Identifying a defective RAM IC on laptops with soldered memory

Warning: some information in this article is uncertain and based onto third-party reverse engineering efforts. Official documentation from the memory controller manufacturer is required, however Intel does not make it public. This only shows the idea to narrow down the fault. Additionally, other factors such as a PCB or CPU fault could be the cause and not the RAM ICs themselves (e.g. common failure on MacBook Air 13" 2011 with board number 820-3023).

Introduction

We will take the MacBook Pro Late 2013 15" IG with board number 820-3662 as a case study, in its 16 GiB RAM configuration which means fully populated with the 32 RAM ICs. This specific logic board was not passing ASD EFI memory tests.

Each RAM IC has a data bus with of 8 bits, so 8 ICs are needed for the full 64-bit width data bus found in modern PCs. On top of that, there are two memory channels and 2 ranks per channel for a total of 4×8=32 ICs. This also means that 1 data bit on the memory data bus has 4 associated ICs.

The memory controller does the mapping from physical addresses as seen by the CPU to the actual channel, rank, bank, row and column.

Note that under an operating system, the software executing on the CPU will see virtual addresses and not physical addresses, the operating system manages the virtual address space and the MMU (Memory Management Unit), part of the CPU, does the translation between the two, but this not directly relevant here.
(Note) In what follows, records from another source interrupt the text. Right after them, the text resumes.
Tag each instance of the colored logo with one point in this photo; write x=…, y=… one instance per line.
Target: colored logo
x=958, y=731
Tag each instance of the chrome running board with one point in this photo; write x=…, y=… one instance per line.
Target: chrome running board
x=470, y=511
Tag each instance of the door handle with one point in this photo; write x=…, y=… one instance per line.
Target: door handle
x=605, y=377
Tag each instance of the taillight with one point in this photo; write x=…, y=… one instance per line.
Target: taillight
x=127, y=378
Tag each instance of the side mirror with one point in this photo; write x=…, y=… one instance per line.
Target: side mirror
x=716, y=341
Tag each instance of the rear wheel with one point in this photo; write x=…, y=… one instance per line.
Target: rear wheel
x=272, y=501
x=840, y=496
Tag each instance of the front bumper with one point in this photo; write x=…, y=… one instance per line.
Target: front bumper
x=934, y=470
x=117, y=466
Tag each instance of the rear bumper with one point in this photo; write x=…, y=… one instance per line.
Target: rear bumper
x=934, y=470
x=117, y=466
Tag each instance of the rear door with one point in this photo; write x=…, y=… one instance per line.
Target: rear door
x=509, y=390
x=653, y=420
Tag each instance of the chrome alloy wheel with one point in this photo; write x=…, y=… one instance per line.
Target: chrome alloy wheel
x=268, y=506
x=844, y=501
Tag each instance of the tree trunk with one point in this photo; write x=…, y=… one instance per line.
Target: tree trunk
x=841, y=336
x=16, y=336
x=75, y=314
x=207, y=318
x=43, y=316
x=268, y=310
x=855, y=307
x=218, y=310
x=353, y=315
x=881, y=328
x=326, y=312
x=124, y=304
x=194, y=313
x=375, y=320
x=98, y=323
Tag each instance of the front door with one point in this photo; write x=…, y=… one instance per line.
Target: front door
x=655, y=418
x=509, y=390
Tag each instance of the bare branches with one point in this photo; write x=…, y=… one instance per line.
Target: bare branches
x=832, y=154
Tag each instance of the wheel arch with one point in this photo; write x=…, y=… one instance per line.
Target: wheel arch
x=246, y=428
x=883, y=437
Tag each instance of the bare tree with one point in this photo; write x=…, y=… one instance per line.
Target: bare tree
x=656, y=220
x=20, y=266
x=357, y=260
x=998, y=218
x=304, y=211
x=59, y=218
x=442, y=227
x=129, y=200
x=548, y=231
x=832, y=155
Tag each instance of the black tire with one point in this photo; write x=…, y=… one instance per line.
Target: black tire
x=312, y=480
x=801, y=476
In this article, we want to narrow down a memory failure detected by Memtest86 to a single IC. Memtest86 will show the "physical" addresses but not exactly which IC is affected. Note that recent versions of Memtest86 — the commercial one in its paid version — added support for identification of affected ICs on DIMMs for some platforms only. No DDR3 platform is supported.

This requires that the system is able to POST and start Memtest86, i.e. no power due to shorted RAM IC or no POST (no chime or 3 beeps) cannot use this technique.

Find errors with Memtest86

Note that Memtest86 and Memtest86+ are not the same software. Memtest86+ is open-source and Memtest86 is proprietary. In this case we will unfortunately be using Memtest86. You can try using Memtest86+ if you want.

First, download Memtest86. Version v10.1.009 was used in this test, note that v10.1 will hang on some Apple machines including this MacBook, so use a newer version. (v10.1.009 is a pre-release specifically built for this bugfix)

Let it run, this takes a few hours, and collect the results:

A summary page can also be displayed at the end.

In this case, failing bit is bit 11 (0x800 in binary is 0b100000000000), so it is one of the 4 ICs with data bus bit 11, i.e. U2310, U2410, U2510 or U2610. (This is explained in more details later.)

The failure is at memory address 0x1D43EFDA8.

Decoding address into channel and rank

Warning: this is the part with some uncertainties, proceed at your discretion.

Let's analyze 0x1D43EFDA8, in binary:

A = 0b1 1101 0100 0011 1110 1111 1101 1010 1000

We will rely on a research article focusing on a memory attack, but providing reverse-engineered mapping for several platforms: https://www.usenix.org/system/files/conference/usenixsecurity16/sec16_paper_pessl.pdf

We can get the address mapping according to Table 2.a for Haswell in the 2 channels, 1 DIMM per channel configuration:

In the article linked above, all memory DIMMs used have 2 ranks. Having two DIMMs of 2 ranks on the same channel would mean a total of 4 ranks. Our board does not have discrete DIMMs as it uses soldered ICs, however it uses 2 ranks per channel (not 4). Therefore we assume a configuration of 1 DIMM per channel with 2 ranks.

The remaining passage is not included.